CLINICAL NEUROPSYCHOLOGICAL ASSESSMENT OF HEAD INJURY CASES - THE NEUROPSYCHOLOGICAL INTERVIEW
Schlesinger, R., Private Practice, Australia
The expert clinical neuropsychological evaluation has a unique role to play in the head injury litigation process. Though the clinical neuropsychologist is but one among many experts who can contribute to the evaluation of damages from traumatic head injury, the specialisation of the neuropsychologist in thoroughly evaluating the overall 'higher' brain functions sets this expert apart from the others. In most traumatic head injury cases, it is the impairment of such higher cerebral processes as attention, concentration, memory, language processes, complex thinking, emotional expression, and personality structure that constitute the bulk of the actual damages resulting from the injury. Though physicians such as physiatrists, neurologist, and psychiatrists can evaluate medical and physical deficits in details, their examinations of complex higher cerebral processes are relatively cursory and brief - sometimes lasting only a few minutes or so.
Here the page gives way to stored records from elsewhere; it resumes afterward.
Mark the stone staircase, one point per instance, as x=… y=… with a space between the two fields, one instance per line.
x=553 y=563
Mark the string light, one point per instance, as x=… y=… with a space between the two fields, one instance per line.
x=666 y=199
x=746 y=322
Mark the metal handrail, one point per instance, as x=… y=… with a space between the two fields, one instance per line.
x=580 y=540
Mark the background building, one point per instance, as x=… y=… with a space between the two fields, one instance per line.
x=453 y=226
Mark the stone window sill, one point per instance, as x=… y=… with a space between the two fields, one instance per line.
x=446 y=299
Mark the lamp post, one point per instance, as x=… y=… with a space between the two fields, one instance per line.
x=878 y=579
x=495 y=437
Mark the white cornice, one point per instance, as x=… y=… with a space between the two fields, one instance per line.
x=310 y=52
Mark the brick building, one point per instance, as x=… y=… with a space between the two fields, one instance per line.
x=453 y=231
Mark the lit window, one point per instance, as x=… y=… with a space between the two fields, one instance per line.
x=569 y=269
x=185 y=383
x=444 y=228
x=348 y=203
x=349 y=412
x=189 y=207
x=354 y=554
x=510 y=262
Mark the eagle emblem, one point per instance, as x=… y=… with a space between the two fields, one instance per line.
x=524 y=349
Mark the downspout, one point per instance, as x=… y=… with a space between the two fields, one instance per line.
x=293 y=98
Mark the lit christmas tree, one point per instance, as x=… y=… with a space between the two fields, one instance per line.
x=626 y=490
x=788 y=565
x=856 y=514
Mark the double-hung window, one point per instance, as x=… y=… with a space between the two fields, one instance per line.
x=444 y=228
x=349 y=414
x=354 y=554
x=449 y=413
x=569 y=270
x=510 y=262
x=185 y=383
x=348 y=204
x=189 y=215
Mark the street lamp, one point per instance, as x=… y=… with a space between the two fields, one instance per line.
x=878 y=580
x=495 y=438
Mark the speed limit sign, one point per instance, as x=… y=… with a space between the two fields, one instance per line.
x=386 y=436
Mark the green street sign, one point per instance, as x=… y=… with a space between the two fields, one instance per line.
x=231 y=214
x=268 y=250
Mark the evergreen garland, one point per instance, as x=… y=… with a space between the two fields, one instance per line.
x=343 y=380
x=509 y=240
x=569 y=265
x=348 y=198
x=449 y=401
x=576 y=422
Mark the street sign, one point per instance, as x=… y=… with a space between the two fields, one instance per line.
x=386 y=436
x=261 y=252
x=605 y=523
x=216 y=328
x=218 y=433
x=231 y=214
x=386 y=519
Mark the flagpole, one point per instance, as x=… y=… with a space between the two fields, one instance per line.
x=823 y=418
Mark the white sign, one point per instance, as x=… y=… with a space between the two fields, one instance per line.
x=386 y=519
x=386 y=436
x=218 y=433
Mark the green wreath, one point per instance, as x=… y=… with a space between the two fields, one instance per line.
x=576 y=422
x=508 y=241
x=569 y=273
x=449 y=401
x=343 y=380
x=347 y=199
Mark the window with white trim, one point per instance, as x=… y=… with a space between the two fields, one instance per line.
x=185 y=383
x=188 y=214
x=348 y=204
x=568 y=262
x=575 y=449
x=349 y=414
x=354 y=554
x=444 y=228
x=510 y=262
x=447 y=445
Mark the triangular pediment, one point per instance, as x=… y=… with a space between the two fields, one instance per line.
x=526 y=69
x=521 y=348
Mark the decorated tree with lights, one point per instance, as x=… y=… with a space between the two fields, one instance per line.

In most head injury cases, this short assessment of higher cerebral functions is not adequate for a comprehensive evaluation of the deficits that must be interpreted as problems in activities of daily living and psychosocial adjustments. The neuropsychologists will measure the same higher functions as the above physicians but much more extensively and in minute detail over six to ten hours with tests that are normed, standardised, and comprehensive in scope. However, before administering specific neuropsychology tests, it is essential to formulate hypotheses by the means of a Structured Neuropsychological Interview which may reveal such symptoms that may not be inferred from the other administered tests, ie elementary hallucinations, olfactory hallucinations, incontinence and others. Such symptoms may then support the pathology that the other psychology tests may reveal or add other dimensions.